Selon l’intention du législateur fédéral, l’art. 24 al. 1 LFors était harmonisé avec l’art. 5 par. 1 CL 1988 et il différait, en conséquence, de l’art. 343 al. 1 aCO auquel il succédait: celui-ci prévoyait un for au « lieu de l’exploitation ou du ménage pour lequel le travailleur [accomplissait] son travail » (Message du Conseil fédéral concernant la loi fédérale sur les fors en matière civile, FF 1999 2591 p. 2624). Au regard de l’art. 34 al. 1 CPC qui correspond à l’art. 24 al. 1 LFors, le for peut donc se trouver dans un lieu où l’employeur n’a aucune sorte d’établissement ni installation fixe, ce qui n’était pas admis sous l’empire de l’art. 343 al. 1 aCO.
L’art. 34 al. 1 CPC correspond actuellement à l’art. 19 par. 2 let. a CL 2007. Celui-ci est une réplique de l’art. 19 par. 2 let. a du règlement de l’Union européenne n° 44/2001 concernant la compétence judiciaire, la reconnaissance et l’exécution des décisions en matière civile et commerciale, du 22 décembre 2000. Il s’ensuit que les critères déterminants dans l’application de ces dispositions de droit international peuvent être pris en considération aussi dans l’interprétation de l’art. 34 al. 1 CPC.
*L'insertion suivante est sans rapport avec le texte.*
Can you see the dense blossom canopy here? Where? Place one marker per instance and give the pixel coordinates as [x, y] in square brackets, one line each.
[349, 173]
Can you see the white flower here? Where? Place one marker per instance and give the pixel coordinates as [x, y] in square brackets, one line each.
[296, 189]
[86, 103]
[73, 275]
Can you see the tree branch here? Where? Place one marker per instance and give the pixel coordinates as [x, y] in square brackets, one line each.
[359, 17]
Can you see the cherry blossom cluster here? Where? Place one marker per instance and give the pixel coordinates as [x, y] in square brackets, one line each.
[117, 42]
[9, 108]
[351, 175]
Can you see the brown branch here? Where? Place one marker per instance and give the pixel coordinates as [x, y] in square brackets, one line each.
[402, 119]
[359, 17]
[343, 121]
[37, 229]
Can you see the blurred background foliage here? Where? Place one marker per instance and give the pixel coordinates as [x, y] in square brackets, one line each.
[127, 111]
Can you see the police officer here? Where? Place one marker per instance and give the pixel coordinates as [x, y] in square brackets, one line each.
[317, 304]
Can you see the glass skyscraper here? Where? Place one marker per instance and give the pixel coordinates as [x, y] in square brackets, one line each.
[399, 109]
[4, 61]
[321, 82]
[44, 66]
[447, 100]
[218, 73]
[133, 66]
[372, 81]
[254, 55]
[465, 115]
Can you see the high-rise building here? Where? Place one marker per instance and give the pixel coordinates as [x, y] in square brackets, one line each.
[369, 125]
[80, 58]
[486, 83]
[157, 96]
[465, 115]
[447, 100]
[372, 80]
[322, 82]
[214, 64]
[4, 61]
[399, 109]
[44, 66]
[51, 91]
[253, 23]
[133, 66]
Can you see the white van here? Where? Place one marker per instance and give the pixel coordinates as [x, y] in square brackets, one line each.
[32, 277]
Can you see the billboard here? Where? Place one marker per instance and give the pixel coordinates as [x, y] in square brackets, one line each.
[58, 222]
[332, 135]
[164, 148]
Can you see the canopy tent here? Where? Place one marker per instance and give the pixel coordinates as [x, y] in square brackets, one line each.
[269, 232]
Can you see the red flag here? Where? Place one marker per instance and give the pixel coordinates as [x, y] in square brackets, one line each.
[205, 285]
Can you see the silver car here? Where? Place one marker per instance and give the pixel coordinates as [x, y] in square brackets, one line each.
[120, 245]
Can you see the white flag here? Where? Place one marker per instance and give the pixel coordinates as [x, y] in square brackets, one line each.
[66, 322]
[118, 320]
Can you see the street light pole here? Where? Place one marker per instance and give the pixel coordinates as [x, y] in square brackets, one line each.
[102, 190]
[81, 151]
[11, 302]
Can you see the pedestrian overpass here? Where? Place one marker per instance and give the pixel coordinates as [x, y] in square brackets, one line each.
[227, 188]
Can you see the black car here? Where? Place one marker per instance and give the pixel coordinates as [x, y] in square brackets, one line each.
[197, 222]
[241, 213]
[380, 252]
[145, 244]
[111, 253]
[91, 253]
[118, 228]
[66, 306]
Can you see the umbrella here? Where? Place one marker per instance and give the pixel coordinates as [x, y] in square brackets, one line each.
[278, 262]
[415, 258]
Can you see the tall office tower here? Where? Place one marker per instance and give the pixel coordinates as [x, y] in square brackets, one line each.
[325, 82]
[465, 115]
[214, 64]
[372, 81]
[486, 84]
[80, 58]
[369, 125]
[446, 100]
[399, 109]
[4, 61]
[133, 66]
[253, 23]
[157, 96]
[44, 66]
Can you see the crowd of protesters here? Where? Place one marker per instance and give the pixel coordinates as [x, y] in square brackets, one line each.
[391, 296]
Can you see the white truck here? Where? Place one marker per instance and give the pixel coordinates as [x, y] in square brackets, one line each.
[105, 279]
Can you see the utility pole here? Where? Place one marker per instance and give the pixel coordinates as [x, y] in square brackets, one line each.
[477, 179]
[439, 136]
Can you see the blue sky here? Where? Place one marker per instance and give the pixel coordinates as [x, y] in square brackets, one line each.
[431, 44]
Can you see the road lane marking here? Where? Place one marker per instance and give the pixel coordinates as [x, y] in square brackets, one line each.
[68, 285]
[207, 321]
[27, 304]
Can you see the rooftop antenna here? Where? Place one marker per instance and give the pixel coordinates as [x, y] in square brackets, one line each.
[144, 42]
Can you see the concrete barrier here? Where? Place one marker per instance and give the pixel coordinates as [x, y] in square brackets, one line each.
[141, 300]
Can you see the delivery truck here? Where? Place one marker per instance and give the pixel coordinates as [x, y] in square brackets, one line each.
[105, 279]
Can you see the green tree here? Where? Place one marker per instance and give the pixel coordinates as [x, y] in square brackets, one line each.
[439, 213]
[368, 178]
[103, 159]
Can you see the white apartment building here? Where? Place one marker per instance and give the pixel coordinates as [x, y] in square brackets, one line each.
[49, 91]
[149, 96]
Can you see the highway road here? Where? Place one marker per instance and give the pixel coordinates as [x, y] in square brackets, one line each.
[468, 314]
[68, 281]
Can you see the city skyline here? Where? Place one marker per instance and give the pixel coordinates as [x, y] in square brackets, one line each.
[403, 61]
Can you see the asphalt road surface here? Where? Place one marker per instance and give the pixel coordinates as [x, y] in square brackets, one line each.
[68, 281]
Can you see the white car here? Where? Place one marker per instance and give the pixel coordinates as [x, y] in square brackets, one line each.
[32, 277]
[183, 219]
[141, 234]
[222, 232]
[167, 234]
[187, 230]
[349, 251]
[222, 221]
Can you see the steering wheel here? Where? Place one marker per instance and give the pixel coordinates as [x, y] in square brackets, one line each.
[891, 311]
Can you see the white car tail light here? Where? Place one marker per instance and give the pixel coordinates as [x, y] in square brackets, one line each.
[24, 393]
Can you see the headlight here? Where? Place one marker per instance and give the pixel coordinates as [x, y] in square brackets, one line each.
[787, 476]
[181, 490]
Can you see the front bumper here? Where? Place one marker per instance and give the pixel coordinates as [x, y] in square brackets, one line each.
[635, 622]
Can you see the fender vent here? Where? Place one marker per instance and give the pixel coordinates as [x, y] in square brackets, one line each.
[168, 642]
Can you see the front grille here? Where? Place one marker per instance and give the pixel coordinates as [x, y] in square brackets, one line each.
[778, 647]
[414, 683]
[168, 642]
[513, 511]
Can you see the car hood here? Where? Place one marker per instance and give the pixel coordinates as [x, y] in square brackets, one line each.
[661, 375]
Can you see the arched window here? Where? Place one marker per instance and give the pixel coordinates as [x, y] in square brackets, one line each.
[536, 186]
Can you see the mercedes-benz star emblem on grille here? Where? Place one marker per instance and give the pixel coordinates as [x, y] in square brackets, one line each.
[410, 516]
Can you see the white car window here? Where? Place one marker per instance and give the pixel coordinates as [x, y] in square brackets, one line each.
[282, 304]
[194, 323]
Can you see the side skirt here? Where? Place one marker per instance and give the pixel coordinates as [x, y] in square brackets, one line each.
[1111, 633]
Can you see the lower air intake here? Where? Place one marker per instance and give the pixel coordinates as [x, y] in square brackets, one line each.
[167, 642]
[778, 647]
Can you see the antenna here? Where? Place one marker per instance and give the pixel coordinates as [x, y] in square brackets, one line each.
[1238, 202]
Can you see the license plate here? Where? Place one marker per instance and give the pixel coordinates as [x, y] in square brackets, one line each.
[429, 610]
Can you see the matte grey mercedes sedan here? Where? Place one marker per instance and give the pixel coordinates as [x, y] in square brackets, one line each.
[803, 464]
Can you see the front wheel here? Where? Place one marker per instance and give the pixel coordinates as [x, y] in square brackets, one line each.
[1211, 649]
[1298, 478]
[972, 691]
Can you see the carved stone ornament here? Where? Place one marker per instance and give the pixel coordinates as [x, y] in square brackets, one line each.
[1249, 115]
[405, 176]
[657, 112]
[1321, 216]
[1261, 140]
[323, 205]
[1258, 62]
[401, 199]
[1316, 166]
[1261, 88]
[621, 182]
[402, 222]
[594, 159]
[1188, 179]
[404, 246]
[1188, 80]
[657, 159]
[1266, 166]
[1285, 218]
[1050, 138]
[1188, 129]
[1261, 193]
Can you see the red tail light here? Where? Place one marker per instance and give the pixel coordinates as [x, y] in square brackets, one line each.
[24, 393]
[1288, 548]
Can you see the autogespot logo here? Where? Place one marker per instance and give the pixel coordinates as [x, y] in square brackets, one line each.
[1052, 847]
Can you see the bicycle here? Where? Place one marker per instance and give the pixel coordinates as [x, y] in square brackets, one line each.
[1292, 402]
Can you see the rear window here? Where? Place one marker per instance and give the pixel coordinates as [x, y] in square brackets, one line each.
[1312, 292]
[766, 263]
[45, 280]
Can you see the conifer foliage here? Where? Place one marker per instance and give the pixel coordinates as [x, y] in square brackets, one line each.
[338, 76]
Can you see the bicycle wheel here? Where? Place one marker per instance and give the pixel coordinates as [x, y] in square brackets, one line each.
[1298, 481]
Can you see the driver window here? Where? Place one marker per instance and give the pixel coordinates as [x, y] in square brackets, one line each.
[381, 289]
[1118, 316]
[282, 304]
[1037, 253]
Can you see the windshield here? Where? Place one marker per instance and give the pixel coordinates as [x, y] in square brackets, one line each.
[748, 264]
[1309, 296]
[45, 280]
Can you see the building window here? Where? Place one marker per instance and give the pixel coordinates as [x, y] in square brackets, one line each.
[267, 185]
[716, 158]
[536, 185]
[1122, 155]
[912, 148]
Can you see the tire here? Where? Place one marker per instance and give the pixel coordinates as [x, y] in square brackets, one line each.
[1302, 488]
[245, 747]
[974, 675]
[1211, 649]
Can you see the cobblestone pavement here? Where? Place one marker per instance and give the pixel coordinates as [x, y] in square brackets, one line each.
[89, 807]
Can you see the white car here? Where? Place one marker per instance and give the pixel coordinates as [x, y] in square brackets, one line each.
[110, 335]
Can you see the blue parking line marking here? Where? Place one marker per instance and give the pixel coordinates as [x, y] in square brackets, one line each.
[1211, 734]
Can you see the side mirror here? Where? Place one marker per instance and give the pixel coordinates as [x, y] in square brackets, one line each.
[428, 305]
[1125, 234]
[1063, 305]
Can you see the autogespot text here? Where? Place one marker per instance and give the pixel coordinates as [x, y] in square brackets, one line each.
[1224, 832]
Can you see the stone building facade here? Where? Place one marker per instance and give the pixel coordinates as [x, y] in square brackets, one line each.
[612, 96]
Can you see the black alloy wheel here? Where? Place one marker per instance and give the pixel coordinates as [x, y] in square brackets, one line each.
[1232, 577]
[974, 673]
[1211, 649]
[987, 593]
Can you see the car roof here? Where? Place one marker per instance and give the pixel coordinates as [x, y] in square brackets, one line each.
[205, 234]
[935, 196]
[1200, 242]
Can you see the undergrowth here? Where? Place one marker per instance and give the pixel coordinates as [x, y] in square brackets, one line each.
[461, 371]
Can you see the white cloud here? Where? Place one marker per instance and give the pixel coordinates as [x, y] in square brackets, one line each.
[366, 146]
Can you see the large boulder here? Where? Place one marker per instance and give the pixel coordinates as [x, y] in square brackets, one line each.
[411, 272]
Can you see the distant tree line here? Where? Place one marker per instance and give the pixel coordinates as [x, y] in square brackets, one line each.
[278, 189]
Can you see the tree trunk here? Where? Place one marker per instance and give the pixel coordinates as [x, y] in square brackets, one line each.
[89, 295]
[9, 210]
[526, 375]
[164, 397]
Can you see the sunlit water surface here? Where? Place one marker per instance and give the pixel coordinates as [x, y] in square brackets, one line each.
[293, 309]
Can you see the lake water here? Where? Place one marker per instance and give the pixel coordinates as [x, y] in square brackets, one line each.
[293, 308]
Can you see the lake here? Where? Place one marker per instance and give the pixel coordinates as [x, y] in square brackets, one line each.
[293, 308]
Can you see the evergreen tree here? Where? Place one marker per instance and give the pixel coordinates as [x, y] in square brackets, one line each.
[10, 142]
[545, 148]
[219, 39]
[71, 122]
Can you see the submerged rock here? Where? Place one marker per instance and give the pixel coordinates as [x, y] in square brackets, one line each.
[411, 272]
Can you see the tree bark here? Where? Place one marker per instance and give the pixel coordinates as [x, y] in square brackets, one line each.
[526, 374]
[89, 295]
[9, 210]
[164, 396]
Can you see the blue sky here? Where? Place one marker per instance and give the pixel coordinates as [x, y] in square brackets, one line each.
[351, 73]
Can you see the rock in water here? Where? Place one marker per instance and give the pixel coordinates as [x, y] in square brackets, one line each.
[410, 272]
Selon la jurisprudence topique de la Cour de justice de l’Union européenne, le lieu où un travailleur accomplit habituellement son travail est celui dans lequel, ou à partir duquel ce travailleur s’acquitte en fait de l’essentiel de ses obligations à l’égard de son employeur, cela parce que c’est à cet endroit que le travailleur peut à moindres frais intenter une action judiciaire à son employeur et que le juge de ce lieu est le plus apte à trancher la contestation relative au contrat de travail (CJUE, arrêt C-168/16 du 14 septembre 2017, § 58). Lorsque l’activité fournie est dispersée ou répartie entre plusieurs lieux, le for se trouve en principe dans celui où le travailleur est occupé pendant la majeure partie de son temps de travail (CJUE, arrêt C-37/00 du 27 février 2002, § 50), à moins qu’un autre de ces lieux ne présente un rapport suffisamment stable et intense avec l’objet du litige pour qu’il doive être considéré comme un lieu d’attache prépondérant (même arrêt, § 55). Lorsque plusieurs lieux d’occupation revêtent une importance égale, il n’existe pas de compétence concurrente entre eux et aucun ne fonde la compétence d’un tribunal (§§ 55 et 57). Une part du temps de travail globalement majoritaire dans le lieu envisagé, voire supérieure à soixante pour cent du temps de travail total, est nécessaire; à défaut, il n’existe pas de lieu habituel de l’activité convenue et pas de for correspondant. Une durée d’occupation minoritaire mais comparativement plus importante dans le lieu envisagé, par rapport aux durées d’occupation dans d’autres lieux, n’est concluante que si ce lieu revêt une importance particulière dans la relation de travail.
Il est ainsi admis que le critère quantitatif de la durée d’occupation n’est pas seul décisif et qu’un critère fondé sur l’importance qualitative du lieu envisagé, du point de vue de l’activité fournie, peut aussi entrer en considération. Dans le cas d’un travailleur qui se consacrait à la promotion des produits de son employeuse dans plusieurs Etats européens, la Cour de justice a relevé parmi les éléments pertinents que ce travailleur exécutait sa tâche depuis un bureau établi à son domicile, où il revenait après chaque déplacement professionnel (CJUE, arrêt C-125/92 du 13 juillet 1993, § 25). La Cour n’a fait aucune allusion à la durée du travail accompli au bureau en comparaison avec la durée globale du travail ou avec celle du travail accompli en déplacement, et le dispositif de l’arrêt désigne comme topique le lieu « où, ou à partir duquel le travailleur s’acquitte principalement de ses obligations ».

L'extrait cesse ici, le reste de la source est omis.